Figures to be compared with those of the nutrivigilance system of the National Agency for Food, Environmental and Occupational Health Safety (ANSES) which recorded 282 reports of adverse effects linked to their consumption last December. . Food supplements are therefore attractive, but not all harmless.
How to navigate
Among the food supplements with proven benefits, it is accepted that folic acid, taken before and during the first trimester of pregnancy, helps prevent spina bifida, a birth defect. Others compensate for the deficit (2) of nutrients (3) due to particular situations.
Thus, “it has been shown that multivitamin supplements are beneficial after digestive tract operations, and that iron and vitamin B12 can be justified for women having particularly heavy periods”, indicates Jacques Fricker (4), nutritionist at Bichat hospital in Paris. Last example: vitamin D, useful in the event of a lack of sunlight, for growing children and the elderly at risk of osteoporosis (5).
Conversely, some can harm the health of some consumers. Vitamins A and E are not recommended for pregnant women because they can cause birth defects in their babies. Another example is vitamin D, which an American study indicates that the risk of invasive breast cancer increased in women by taking more than 600 IU (6); a phenomenon that will be studied among French women as part of the VitaOx study, led by Mathilde Touvier and Marie-Christine Boutron-Ruault (7).

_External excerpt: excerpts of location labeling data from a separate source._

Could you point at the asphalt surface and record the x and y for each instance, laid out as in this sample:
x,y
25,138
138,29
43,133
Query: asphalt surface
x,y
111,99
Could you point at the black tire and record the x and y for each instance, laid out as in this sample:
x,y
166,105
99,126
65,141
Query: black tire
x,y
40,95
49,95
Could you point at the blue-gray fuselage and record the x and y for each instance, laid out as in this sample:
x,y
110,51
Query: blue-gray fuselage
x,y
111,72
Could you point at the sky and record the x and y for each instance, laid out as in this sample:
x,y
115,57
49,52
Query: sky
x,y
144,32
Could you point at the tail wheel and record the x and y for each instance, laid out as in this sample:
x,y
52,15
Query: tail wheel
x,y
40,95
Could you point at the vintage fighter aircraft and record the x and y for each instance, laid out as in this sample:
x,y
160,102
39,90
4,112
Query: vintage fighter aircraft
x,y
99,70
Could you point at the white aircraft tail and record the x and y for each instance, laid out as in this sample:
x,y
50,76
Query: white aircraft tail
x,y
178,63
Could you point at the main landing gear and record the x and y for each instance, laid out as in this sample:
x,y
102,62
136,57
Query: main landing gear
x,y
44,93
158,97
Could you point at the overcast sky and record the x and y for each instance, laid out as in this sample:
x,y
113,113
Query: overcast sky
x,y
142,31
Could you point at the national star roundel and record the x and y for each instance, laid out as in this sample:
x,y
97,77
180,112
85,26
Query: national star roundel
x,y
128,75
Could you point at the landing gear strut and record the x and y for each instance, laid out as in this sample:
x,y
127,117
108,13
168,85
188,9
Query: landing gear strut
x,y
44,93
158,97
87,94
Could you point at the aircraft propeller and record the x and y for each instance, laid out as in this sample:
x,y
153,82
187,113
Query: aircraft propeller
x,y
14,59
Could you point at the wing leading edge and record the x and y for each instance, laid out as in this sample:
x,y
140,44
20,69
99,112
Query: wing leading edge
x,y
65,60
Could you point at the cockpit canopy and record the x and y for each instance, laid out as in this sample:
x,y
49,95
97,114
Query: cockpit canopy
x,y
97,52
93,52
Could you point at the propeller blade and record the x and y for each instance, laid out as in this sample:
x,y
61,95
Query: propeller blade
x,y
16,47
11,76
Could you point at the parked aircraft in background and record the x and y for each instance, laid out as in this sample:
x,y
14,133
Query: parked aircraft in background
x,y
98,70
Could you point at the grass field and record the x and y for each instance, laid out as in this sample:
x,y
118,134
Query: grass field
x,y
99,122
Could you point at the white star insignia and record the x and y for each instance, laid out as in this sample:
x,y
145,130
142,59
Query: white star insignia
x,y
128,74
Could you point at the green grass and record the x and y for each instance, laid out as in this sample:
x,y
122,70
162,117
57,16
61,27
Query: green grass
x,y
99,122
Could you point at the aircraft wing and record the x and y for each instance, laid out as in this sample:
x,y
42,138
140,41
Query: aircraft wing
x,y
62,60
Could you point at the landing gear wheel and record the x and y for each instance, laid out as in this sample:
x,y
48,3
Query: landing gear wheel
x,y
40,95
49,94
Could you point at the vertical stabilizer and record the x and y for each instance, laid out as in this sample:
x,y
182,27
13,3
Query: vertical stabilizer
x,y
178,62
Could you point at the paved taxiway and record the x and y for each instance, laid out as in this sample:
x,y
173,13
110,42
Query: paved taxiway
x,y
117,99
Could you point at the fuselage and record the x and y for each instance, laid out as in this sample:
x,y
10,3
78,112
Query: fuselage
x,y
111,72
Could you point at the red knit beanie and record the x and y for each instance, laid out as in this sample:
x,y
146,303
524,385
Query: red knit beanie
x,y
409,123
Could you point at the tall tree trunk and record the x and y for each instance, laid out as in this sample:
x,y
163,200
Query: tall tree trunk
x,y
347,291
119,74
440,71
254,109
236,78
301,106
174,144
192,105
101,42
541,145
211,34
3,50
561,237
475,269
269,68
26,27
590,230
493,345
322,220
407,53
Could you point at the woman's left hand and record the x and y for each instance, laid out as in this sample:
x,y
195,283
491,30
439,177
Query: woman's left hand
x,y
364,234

We can also cite food supplements based on phytoestrogens (8), in particular those derived from soy isoflavones, which ANSES advises against to people having, or having had, hormonal-dependent cancer (9), and to patients treated with tamoxifen or lezotrozole, which block the action and production of estrogen, respectively.
Drug interactions
The second problem encountered is the interaction with drugs. Various studies warn about this phenomenon, in particular for St. John’s Wort, qualified as a natural antidepressant, which interacts with twenty families of drugs.
Moreover, these interactions are not without consequences, as evidenced by the reports of adverse effects received by ANSES following the consumption of food supplements based on red yeast rice. In this case, the risk identified is that this product duplicates anti-cholesterol treatments based on statins (10)
Compositions are falsified
The negative effects can also come from too strong doses or from “unfortunate” associations as for p-synephrine which combines the two throughs. This compound, obtained from bitter orange peel, is sold as a slimming supplement. However, last May, ANSES issued an opinion indicating that these products should not exceed a content of 20 mg of p-synephrine, nor contain caffeine “because of their cumulative, or even synergistic, cardiovascular effects,” specifies the agency.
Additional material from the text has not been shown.